研究のメタアナリシス
水道水中のリチウム濃度が高いと地域の自殺率を下げるという研究は90年以降世界各国で行われていて、数多くの論文が投稿されています。
ただ、それらはあくまでローカルな調査結果で、世界全体の調査結果を集計して分析したものはありませんでした。
そこで、今回の研究チームは世界中で報告されている文献を徹底的に集め検証し、最終的に9件の研究に絞り込んでメタアナリシスを行ったのです。
これには日本、オーストラリア、アメリカ、イギリス、ギリシャ、イタリア、リトアニアの1286の地域の調査データが含まれていました。
サンプルとした飲料水のリチウム濃度は平均で3.8μg/ Lから46.3μg/ Lの範囲に収まっています。(ただし例外で80μg/ Lを超えるコミュニティがいくつかありました)
この地域のリチウム濃度と自殺率を分析した結果、有意に逆相関(一方の値が上がると一方の値は下がる)の関係性があると確認できたのです。

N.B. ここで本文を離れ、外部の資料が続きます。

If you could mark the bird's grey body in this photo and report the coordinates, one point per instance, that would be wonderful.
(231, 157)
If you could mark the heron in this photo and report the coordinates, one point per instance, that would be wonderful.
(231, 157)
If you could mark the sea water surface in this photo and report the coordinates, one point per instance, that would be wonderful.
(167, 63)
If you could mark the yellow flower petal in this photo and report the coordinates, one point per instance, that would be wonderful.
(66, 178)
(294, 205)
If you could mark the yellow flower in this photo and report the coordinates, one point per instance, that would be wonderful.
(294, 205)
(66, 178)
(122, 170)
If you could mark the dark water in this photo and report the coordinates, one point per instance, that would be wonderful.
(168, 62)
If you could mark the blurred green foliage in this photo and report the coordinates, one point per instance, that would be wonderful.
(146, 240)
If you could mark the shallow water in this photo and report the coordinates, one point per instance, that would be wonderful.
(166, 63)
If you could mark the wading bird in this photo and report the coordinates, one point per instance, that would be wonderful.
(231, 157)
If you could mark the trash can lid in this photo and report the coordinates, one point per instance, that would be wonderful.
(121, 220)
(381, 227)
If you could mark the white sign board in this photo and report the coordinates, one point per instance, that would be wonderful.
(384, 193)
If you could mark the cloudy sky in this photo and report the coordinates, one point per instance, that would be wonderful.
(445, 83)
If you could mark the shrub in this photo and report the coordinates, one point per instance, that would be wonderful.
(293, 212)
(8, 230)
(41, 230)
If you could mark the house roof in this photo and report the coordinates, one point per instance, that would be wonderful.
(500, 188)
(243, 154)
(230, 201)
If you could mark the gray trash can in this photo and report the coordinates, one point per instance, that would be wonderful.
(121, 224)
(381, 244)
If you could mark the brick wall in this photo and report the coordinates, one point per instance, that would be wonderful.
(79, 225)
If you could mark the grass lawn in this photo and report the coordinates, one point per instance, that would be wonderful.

ただ、これはまだ可能性段階の話で結果には注意が必要です。リチウムを摂取する経路は先に説明したように自然の中に多数存在します。
野菜や穀物などの食べ物にも含まれますし、天然ミネラルウォーターには水道水よりもはるかに高いリチウムが含まれていることがあります。
こうした外部要因との関連を細かく検証することは現状できないため、あくまで水道水のリチウムだけを原因に絞って調査は行われているのです。
実際に検証するならば、自殺率が高い地域の水道水のリチウム濃度を上げて、効果があるか確認するということになってしまいますが、それはちょっと政府の陰謀めいた実験にも見えて印象はあまり良くありません。
ただ、リチウムを精神医学で用いる場合、効果を確認するためにかなり高濃度で利用しなければならないと考えられています。薬としての利用開始当初の頃は、致死量と効果量が近いために患者を誤って死なせてしまうという事故も起こっているそうです。
躁うつ病などを患う人は、気分を安定させるために薬漬けになってしまうという問題があります。
もし水道水に含まれる程度の微量のリチウムでも、長期間摂取し続けることで十分にメンタルヘルス改善の効果が現れるのだとしたら、それは重要な発見になるでしょう。
この研究は英国サセックス大学の研究者Anjum Memon氏を筆頭とした研究チームより発表され、精神医学に関する学術誌『The British Journal of Psychiatry』に7月27日付で掲載されています。